Visualization Module#

This guide describes how to use the Visualization module within the CTF for Science framework to generate, customize, and save plots that help assess and understand model performance.

Overview#

The Visualization module provides tools to:

  • Plot predicted vs. ground truth trajectories

  • Compare error metrics across time or sub-datasets

  • Visualize histograms of variable distributions

  • Display power spectral densities (PSDs) for spatiotemporal data

  • Perform side-by-side 2D comparisons of predictions vs. truth

  • Automate plot generation for entire batch runs

These plots are saved under each run’s visualizations/ directory inside the results/ folder.

Usage#

Import and Initialize#

from ctf4science.visualization_module import Visualization
viz = Visualization()  # Uses default config

To use a custom configuration:

viz = Visualization(config_path='path/to/your/visualization_config.yaml')

Plotting Functions#

Please refer to API for the full API of the visualization module.

Customization#

Visualization appearance is governed by a config file (default_visualization_config.yaml).

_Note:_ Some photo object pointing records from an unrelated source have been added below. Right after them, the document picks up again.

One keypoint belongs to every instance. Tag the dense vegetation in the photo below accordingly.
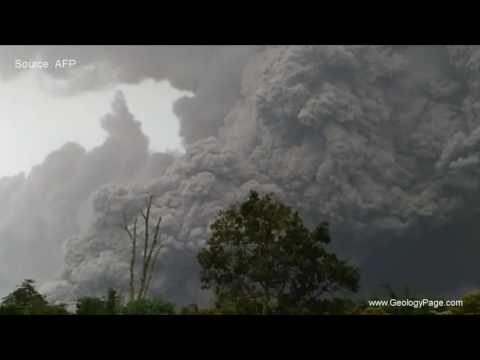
(260, 259)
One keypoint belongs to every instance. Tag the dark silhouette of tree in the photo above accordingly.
(149, 249)
(261, 258)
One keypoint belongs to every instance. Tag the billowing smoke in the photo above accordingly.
(381, 141)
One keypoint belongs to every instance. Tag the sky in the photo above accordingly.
(34, 121)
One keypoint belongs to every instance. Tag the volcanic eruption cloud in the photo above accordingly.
(383, 142)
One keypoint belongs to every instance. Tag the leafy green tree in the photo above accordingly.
(91, 306)
(471, 303)
(26, 300)
(149, 306)
(261, 258)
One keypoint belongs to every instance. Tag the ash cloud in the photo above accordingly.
(381, 141)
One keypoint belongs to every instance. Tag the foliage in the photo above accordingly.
(261, 259)
(26, 300)
(91, 306)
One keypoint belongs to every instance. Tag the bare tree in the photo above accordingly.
(151, 247)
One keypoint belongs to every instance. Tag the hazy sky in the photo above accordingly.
(33, 122)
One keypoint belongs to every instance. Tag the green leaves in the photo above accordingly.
(261, 258)
(25, 300)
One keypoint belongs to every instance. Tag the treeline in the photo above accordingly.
(25, 300)
(260, 259)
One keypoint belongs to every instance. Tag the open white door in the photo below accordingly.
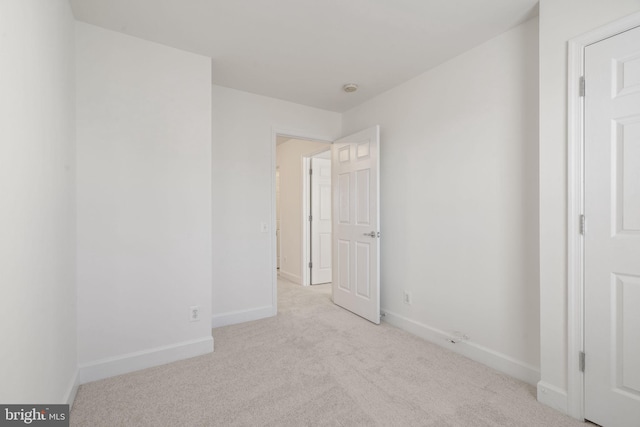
(356, 223)
(320, 220)
(612, 235)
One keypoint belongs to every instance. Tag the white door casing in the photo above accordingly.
(321, 232)
(356, 223)
(612, 236)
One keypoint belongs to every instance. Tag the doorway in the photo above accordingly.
(317, 238)
(604, 202)
(293, 206)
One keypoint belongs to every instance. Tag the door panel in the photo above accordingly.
(321, 241)
(612, 238)
(356, 278)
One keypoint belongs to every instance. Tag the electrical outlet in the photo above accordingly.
(406, 297)
(194, 313)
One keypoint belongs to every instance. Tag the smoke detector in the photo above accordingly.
(350, 87)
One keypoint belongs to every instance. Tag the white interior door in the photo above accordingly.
(321, 220)
(612, 237)
(356, 223)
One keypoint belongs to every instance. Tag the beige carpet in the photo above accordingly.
(315, 364)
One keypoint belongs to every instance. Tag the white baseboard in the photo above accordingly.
(498, 361)
(234, 317)
(113, 366)
(552, 396)
(294, 278)
(72, 389)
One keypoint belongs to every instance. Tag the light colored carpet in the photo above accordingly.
(315, 364)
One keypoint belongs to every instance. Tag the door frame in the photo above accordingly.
(575, 205)
(289, 133)
(306, 204)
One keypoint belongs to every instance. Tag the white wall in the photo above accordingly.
(560, 21)
(459, 204)
(244, 196)
(37, 219)
(143, 202)
(289, 160)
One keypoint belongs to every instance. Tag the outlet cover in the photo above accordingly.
(406, 297)
(194, 313)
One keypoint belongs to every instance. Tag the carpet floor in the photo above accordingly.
(315, 364)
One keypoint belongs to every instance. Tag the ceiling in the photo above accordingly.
(304, 51)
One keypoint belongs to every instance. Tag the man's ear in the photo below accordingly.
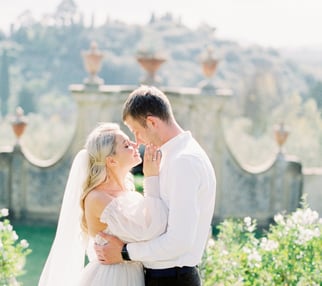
(152, 121)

You can override settings like:

  • figure_size

  • Line colors and linestyles

  • Image colormap

Example override:

fig = viz.plot_trajectories(truth, [predictions], figure_size=(12, 8), colors={'truth': 'black'})

Output Locations#

Plots are saved in:

results/<dataset>/<model>/<batch_id>/pair<id>/visualizations/

Each run will contain the visualizations that are defined for the dataset in the dataset.yaml file

  • trajectories.png

  • histograms.png

  • psd.png

  • errors.png

  • 2d_comparison.png

Tips#

  • Use generate_all_plots() to automate full visualization.

  • Make sure predictions.npy and evaluation_results.yaml exist before calling batch plotting.

  • If using 2D comparisons, your data must be 2D arrays.

  • Use Jupyter to call plotting functions interactively and tweak parameters.